Since Lewes was first settled by the Dutch in 1631, the townspeople have taken great pride in their historic and seafaring heritage and enjoy the opportunity of sharing both with visitors.
You can find Lewes situated where the Delaware Bay and the Atlantic Ocean meet (Cape Henlopen). This location provides both bay and ocean beaches for swimming as well as all types of sportfishing and pleasure boating opportunities.
In the over 4,013 acres of preserved lands in Cape Henlopen State Park, you find beautiful beaches, miles of nature trails, bird sanctuaries and an education center.
It is considered part of the Eastern Shore and the Mason–Dixon Line is just 34 miles west of Lewes. This central location has made Lewes an attractive tourist destination, weekend get-away, and a home base for those commuting to their jobs in larger cities.
Lewes is a walking town. Within an area approximately a half-mile square, you will find the Historical Society's complex and the historic district, containing many of the older preserved homes, museums, over 40 full-service shops that provide a wide selection of unique goods, ranging from antiques to modern gallery art, many fine restaurants where you can take time out and have a relaxing meal and several inns, B&Bs and motels where you can enjoy a comfortable night's rest after a day on the town.
Lewes is a year-round community. We stay busy during the days and relax at night, even during the visitor season. Fun-filled days, relaxing nights, history and natural beauty everywhere you look...that's Lewes!! Please come visit us and enjoy a little of this quality of life with us!
To make your stay more pleasant, here are things to know about Lewes.
Lately, it is becoming more popular for those retirees who wish a more relaxed lifestyle. Lewes, through wise planning and self determination, has maintained the balance between modern living and historic preservation. Growth, both in the business and residential areas, has been encouraged but controlled, so that Lewes continues to be the family-oriented town that has attracted many people over the years.
Sussex County is the largest of the three counties of Delaware, comprising 605,403 acres. The eastern border of Sussex contains the bay and 24 miles of ocean coastline stretching southward from Cape Henlopen to Fenwick Island at the Maryland state line. The southern and western area is bounded by Maryland, with Delaware’s Nanticoke River draining into the Chesapeake Bay.
The composition of the area includes forests, marshland, ocean and bay beaches, bay, river, ocean, and freshwater ponds including the cypress ponds — the farthest north the southern bald cypress tree reaches in south central Sussex.
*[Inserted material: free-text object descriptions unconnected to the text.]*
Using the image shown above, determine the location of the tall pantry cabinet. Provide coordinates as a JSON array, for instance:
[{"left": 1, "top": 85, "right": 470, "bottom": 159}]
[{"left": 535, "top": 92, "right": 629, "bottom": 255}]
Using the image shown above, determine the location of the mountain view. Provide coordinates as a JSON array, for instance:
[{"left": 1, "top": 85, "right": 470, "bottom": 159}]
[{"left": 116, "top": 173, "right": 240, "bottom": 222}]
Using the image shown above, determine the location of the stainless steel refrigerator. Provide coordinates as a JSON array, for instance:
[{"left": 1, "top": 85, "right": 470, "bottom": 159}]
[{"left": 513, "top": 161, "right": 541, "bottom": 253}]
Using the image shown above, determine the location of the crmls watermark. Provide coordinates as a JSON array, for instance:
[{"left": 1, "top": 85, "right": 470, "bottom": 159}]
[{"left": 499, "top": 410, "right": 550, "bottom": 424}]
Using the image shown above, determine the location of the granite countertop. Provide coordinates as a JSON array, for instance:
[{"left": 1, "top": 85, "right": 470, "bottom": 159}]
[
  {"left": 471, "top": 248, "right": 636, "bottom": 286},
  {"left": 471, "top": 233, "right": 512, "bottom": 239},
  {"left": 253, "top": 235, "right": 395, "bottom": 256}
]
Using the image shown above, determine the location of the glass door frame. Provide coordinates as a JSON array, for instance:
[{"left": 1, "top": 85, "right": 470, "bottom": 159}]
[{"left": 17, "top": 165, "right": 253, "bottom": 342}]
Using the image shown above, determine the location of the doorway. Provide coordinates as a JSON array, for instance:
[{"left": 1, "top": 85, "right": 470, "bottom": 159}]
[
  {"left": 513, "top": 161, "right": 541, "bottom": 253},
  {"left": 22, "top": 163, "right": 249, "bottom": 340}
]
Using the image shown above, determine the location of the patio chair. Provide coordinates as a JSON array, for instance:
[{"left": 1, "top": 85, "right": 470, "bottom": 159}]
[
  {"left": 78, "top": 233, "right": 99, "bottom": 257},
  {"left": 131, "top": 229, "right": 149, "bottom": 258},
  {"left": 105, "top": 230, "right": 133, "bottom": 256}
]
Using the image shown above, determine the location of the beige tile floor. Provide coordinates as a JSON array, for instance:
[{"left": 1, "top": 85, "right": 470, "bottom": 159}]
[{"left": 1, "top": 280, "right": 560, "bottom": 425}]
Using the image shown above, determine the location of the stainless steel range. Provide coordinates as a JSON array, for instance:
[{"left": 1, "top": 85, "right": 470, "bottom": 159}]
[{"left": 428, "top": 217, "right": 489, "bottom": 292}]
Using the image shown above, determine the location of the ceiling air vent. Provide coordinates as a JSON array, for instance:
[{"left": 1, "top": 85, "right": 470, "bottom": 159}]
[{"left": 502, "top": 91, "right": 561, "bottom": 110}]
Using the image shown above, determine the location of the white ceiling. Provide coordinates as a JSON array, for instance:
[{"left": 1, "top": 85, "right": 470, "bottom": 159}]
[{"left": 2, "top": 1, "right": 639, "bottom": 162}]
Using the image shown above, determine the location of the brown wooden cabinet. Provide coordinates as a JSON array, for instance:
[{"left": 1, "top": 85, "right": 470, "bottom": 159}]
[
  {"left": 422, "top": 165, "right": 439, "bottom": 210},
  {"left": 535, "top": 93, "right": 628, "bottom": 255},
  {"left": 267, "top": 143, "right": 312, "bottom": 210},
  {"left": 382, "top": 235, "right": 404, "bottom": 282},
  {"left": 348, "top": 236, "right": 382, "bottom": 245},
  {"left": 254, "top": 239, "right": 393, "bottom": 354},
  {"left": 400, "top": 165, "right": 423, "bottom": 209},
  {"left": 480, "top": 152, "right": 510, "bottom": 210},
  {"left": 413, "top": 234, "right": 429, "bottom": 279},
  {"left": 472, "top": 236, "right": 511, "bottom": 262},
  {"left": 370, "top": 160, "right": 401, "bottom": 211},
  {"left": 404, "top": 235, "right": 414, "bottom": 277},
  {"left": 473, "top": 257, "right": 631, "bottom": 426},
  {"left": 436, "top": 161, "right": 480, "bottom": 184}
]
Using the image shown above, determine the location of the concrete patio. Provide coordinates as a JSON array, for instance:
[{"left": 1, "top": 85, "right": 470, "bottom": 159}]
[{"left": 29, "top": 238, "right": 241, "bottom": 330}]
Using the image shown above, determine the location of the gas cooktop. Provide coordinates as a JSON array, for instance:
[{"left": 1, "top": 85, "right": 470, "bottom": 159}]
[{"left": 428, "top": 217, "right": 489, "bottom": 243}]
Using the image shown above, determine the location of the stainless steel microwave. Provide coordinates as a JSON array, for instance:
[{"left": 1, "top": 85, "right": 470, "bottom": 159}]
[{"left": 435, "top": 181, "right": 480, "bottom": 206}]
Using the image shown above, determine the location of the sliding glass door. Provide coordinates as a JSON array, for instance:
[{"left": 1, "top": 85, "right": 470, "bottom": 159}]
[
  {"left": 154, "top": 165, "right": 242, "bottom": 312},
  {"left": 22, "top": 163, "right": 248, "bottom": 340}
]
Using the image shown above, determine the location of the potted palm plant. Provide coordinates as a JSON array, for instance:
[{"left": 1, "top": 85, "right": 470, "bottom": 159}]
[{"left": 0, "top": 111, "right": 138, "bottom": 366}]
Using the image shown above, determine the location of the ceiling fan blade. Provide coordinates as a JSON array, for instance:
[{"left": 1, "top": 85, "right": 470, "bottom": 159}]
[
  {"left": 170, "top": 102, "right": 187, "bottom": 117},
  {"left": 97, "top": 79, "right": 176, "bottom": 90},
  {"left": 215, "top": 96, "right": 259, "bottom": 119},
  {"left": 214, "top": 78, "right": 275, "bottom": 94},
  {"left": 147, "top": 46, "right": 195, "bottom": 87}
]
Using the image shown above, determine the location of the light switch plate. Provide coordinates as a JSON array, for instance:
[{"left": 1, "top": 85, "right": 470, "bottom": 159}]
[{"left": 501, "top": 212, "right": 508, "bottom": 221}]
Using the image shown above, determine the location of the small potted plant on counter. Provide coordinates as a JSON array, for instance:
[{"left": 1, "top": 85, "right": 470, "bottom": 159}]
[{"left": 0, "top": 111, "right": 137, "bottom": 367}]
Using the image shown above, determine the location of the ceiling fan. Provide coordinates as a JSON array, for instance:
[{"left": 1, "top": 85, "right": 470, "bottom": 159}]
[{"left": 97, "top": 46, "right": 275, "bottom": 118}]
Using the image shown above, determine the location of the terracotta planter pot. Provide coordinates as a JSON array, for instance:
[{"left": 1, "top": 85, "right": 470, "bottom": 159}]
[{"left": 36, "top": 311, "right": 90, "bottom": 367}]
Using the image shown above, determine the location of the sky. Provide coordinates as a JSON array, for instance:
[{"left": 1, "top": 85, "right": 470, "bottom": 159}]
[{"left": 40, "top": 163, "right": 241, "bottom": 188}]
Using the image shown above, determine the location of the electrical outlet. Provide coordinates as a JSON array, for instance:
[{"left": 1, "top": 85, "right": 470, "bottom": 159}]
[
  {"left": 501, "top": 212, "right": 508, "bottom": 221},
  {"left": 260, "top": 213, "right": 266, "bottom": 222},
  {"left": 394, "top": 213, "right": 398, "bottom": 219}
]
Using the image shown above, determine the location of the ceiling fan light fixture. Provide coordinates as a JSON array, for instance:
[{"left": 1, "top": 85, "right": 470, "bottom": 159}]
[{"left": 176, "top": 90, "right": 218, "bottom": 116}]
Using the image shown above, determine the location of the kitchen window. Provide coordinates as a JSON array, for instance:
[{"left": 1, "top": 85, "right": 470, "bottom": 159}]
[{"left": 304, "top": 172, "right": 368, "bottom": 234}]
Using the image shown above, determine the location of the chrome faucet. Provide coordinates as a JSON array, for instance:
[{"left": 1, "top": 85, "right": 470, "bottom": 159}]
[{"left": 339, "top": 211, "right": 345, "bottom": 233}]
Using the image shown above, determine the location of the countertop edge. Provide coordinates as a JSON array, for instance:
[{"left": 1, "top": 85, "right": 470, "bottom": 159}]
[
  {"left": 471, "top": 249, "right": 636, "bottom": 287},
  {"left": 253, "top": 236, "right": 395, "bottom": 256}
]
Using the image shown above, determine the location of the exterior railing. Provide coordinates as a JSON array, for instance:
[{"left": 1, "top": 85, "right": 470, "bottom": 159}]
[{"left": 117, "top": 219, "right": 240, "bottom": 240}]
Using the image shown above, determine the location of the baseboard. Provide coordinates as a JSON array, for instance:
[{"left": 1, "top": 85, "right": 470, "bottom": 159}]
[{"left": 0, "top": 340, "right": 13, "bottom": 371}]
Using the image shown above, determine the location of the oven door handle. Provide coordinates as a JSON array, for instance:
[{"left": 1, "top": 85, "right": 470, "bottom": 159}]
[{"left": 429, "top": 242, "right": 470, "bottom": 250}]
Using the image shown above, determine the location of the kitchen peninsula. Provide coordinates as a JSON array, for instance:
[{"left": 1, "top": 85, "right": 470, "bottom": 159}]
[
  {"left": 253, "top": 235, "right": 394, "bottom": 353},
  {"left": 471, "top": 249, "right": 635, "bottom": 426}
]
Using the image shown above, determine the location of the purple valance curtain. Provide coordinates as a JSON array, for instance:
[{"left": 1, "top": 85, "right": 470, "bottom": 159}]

Recreational activities are available all year within five state parks, two state forests, twenty state fish and wildlife facilities, and a national wildlife refuge.
Sussex County’s economy is divided among agriculture (mainly through the poultry industry), manufacturing and commerce, and recreation and tourism. Sussex County is within a half-day’s ride of Norfolk, Richmond, and New York City, and within two hours of Baltimore, Washington, D.C., and Philadelphia. The cost of living and conducting a business is less than nearby metropolitan areas.
Delaware, located on the Mid-Atlantic coast of the United States, is composed of 1,982 square miles in land area. Over 783,000 people reside in Delaware, making it the fourth least populated state. However, only six other states are more densely populated. New Castle County is the most heavily populated of the three counties. Sussex County has exceeded the national average in population growth. Historically, Delaware was the first state to ratify the Constitution and Lewes was the first settlement in the state.